Sunday , 28 May 2017
Home >> I >> Internet >> Popular video-encoding Mac app HandBrake compromised with malware

Popular video-encoding Mac app HandBrake compromised with malware


The creators of media transcoding module HandBrake have issued a statement warning that certain downloads of a installer for a Mac chronicle of a app might enclose a Trojan virus.

Downloading a app between May 2 (14:30 UTC) and May 6 (11:00 UTC) from a “download.handbrake.fr” counterpart means we have a 50-percent possibility of being putrescent with a Trojan. Automatically updated apps (using updater chronicle 1.0 and above), and files downloaded from a primary counterpart are unaffected.

Diagnosis

The enemy transposed a common HandBrake installer file, patrician ‘HandBrake-1.0.7.dmg’, with a chronicle that also contained a Trojan virus, so checking if we have this record on your complement and saying when it was downloaded is a initial step to identifying a threat.

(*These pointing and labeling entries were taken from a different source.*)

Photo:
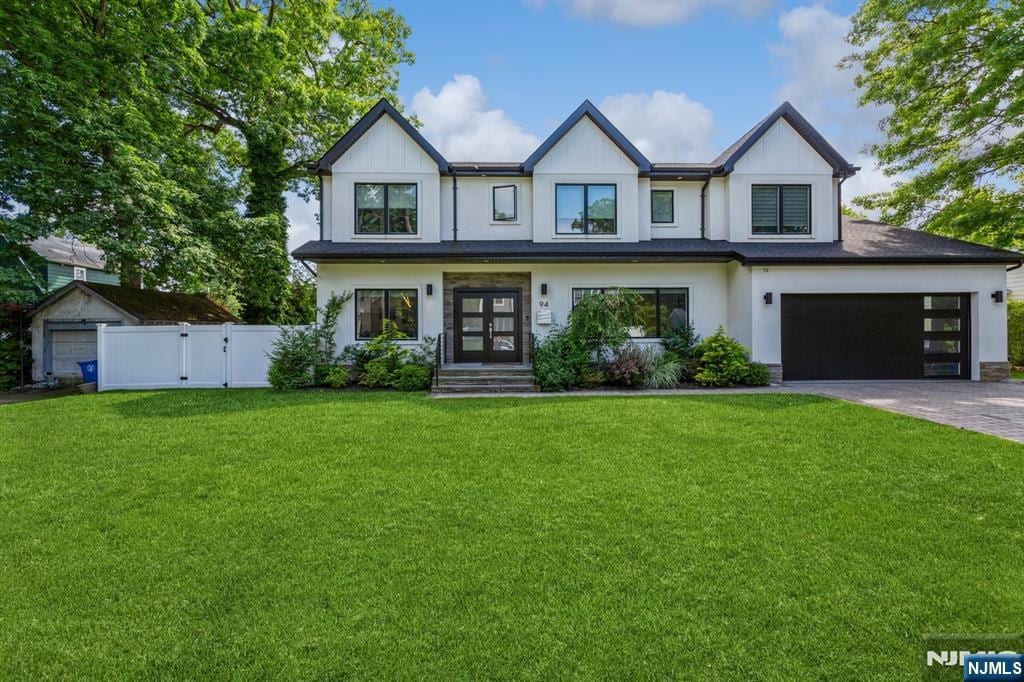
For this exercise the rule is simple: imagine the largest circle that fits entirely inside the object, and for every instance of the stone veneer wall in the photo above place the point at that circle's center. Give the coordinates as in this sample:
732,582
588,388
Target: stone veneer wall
994,371
453,281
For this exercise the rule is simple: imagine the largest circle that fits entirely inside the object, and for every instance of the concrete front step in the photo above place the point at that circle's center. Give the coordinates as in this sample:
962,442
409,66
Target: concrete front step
484,388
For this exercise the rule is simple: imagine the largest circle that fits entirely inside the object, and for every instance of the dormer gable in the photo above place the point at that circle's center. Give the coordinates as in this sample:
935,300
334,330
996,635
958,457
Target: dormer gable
587,131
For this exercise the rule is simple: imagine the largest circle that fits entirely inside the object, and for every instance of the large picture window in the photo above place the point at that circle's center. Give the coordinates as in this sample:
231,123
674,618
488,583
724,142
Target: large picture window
585,209
385,208
373,306
503,203
780,209
662,308
663,206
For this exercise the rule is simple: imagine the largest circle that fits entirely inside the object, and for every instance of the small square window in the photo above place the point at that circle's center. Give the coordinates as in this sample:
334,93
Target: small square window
662,206
504,203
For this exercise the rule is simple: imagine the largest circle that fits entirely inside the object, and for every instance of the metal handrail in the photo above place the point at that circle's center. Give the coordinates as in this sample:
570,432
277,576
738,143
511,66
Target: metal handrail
438,358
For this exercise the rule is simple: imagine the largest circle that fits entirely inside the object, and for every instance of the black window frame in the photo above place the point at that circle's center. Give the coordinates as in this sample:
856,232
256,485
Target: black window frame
778,197
672,205
657,302
387,213
387,310
515,203
586,208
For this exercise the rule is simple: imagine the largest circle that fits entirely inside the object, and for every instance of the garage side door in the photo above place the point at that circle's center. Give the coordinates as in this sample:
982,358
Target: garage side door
876,336
71,347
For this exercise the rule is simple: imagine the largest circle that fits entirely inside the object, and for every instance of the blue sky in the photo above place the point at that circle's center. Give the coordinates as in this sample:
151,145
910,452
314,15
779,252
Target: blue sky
681,78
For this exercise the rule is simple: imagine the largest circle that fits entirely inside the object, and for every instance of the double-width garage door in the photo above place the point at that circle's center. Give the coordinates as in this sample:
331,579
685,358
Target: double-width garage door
876,336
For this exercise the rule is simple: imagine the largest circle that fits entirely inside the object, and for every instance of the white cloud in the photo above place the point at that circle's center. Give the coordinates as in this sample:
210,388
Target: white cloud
302,223
458,122
648,13
813,43
665,126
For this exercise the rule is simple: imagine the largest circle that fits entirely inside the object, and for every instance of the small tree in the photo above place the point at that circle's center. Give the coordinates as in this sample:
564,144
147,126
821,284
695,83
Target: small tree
298,350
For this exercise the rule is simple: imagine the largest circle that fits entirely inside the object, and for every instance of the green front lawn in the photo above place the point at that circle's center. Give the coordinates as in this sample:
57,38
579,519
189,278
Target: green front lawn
244,534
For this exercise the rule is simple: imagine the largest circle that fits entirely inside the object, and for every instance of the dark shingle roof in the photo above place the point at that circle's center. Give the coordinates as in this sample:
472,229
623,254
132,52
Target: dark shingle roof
152,306
864,243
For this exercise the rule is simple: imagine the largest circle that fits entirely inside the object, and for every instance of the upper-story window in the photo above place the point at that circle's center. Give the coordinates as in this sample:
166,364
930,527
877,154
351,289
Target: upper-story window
780,209
663,206
385,208
585,209
504,203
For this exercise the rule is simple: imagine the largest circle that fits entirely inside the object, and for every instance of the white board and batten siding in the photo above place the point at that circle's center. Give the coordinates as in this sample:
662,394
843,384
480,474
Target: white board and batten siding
183,356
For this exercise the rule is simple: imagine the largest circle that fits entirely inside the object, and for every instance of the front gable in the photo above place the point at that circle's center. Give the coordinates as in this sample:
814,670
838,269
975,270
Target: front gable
585,148
781,150
385,147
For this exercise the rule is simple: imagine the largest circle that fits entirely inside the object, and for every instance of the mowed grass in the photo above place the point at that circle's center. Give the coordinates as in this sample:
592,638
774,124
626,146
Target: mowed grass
249,534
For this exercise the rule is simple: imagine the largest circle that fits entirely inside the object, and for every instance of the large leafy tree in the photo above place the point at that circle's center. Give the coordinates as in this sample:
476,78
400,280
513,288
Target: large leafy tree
90,144
950,75
282,80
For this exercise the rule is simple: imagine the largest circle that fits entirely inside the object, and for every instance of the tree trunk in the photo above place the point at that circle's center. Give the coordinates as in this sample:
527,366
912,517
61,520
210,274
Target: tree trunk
264,250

If we have downloaded a installer during a specified time window, we can check if you’ve inadvertently commissioned a malware by opening your Mac’s Activity Monitor focus and saying if we have a routine called “Activity_agent”. If so, we are infected.

If we still have a installer file, we can also check if it has possibly of a following checksums, that further prove that it contains a Trojan.

SHA1: 0935a43ca90c6c419a49e4f8f1d75e68cd70b274

SHA256: 013623e5e50449bbdf6943549d8224a122aa6c42bd3300a1bd2b743b01ae6793


For a step-by-step on last a file’s checksums, check out this how-to.

Removal

Removing a malware is thankfully utterly simple. Open a Terminal by acid for it in a Launchpad and form a following commands (without a bullet point), attack enter after any line.

  • launchctl unpack ~/Library/LaunchAgents/fr.handbrake.activity_agent.plist
  • rm -rf ~/Library/RenderFiles/activity_agent.app
  • if ~/Library/VideoFrameworks/ contains proton.zip, mislay a folder

Once you’ve finished this, open your Applications folder and mislay any instances of Handbrake.app there (or any other locations we might have commissioned it to).

Because this Trojan targets passwords and supportive information, if you’ve been putrescent it’s endorsed we change all passwords that are stored in Apple’s macOS KeyChain or any identical password-storing services, such as browser-based cue stores. Note that deletion passwords from these services isn’t sufficient — you’ll need to indeed change any cue that has been stored in one of these locations, as they could have already been sent to a Trojan’s creators.